2. All-signals-in-one microbead system to mimic feeder cells to facilitate cell activation and expansion.
3. By-passing of de-bead step to allow adjustable degradation kinetics of microbeads such as active degradation (allow users to degrade beads anytime) or passive degradation (hydrolysis within the hydrogel microparticles).
4. Degraded hydrogel products are polysaccharides, protein, and lipids, which can be removed via standard cell washing process.
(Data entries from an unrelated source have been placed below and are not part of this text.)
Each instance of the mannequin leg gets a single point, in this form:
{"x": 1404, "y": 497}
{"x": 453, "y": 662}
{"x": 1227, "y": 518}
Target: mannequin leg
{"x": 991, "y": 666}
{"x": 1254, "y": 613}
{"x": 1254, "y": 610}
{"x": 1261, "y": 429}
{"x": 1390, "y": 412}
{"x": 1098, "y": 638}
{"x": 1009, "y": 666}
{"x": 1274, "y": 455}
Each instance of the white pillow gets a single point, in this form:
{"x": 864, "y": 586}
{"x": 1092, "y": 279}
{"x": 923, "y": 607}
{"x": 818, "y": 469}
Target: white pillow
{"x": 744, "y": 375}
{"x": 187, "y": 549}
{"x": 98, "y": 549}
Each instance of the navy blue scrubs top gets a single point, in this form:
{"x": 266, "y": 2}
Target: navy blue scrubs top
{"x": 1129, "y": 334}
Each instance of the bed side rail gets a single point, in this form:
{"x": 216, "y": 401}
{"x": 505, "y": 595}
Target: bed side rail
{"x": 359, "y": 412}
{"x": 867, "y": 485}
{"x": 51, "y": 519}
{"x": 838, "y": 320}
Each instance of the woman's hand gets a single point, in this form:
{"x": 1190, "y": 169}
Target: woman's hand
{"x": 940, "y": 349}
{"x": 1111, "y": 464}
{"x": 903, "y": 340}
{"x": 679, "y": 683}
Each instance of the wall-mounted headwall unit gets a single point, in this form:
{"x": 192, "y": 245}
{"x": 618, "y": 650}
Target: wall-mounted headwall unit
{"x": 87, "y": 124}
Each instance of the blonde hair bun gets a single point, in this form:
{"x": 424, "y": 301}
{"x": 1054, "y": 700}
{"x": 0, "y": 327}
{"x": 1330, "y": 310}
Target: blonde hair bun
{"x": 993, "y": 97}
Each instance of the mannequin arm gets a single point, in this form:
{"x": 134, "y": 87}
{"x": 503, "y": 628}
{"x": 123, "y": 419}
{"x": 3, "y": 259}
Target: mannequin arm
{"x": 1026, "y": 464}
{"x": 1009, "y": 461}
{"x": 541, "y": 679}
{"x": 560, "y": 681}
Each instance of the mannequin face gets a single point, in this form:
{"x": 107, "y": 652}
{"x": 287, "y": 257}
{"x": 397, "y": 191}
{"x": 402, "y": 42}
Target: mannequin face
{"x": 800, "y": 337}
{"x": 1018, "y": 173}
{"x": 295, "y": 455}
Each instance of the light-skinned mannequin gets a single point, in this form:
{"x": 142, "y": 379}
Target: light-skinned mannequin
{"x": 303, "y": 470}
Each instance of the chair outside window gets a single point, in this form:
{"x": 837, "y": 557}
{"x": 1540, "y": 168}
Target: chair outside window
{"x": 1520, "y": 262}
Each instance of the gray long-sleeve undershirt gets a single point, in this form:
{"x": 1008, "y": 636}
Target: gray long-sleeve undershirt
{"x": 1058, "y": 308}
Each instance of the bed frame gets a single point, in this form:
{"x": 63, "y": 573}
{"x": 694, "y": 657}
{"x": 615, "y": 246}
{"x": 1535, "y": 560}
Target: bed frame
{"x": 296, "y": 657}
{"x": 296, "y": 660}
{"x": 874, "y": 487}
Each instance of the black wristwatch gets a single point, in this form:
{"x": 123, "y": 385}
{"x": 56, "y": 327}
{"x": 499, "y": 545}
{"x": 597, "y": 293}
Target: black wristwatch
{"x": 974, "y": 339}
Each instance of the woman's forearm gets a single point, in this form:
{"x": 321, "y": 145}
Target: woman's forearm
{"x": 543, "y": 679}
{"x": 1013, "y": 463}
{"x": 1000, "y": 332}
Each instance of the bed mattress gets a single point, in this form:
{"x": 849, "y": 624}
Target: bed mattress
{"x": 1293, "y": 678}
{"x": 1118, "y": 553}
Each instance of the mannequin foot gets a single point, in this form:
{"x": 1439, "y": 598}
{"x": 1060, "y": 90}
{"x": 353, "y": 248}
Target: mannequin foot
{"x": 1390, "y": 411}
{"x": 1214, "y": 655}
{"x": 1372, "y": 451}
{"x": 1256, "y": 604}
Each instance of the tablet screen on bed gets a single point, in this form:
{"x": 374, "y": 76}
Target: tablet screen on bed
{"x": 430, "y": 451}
Furthermore, this technology has shown to increase both CAR-T cell persistence and total number of T-cell production. This platform will accelerate the speed for validating novel soluble and surface signals identified and elucidated through AI and single-cell sequencing technologies/data from tumour microenvironments, patient immune cells profile etc.

All in all, this platform brings two unique experiences to the research and industrial users, that are ‘plug-and-use’ and ‘mix-and-grow’ to streamline the cell therapy R&D, translation and scaleup production workflow with greater cost-effectiveness without compromising high quality and reliable cell therapy to millions of patients in need.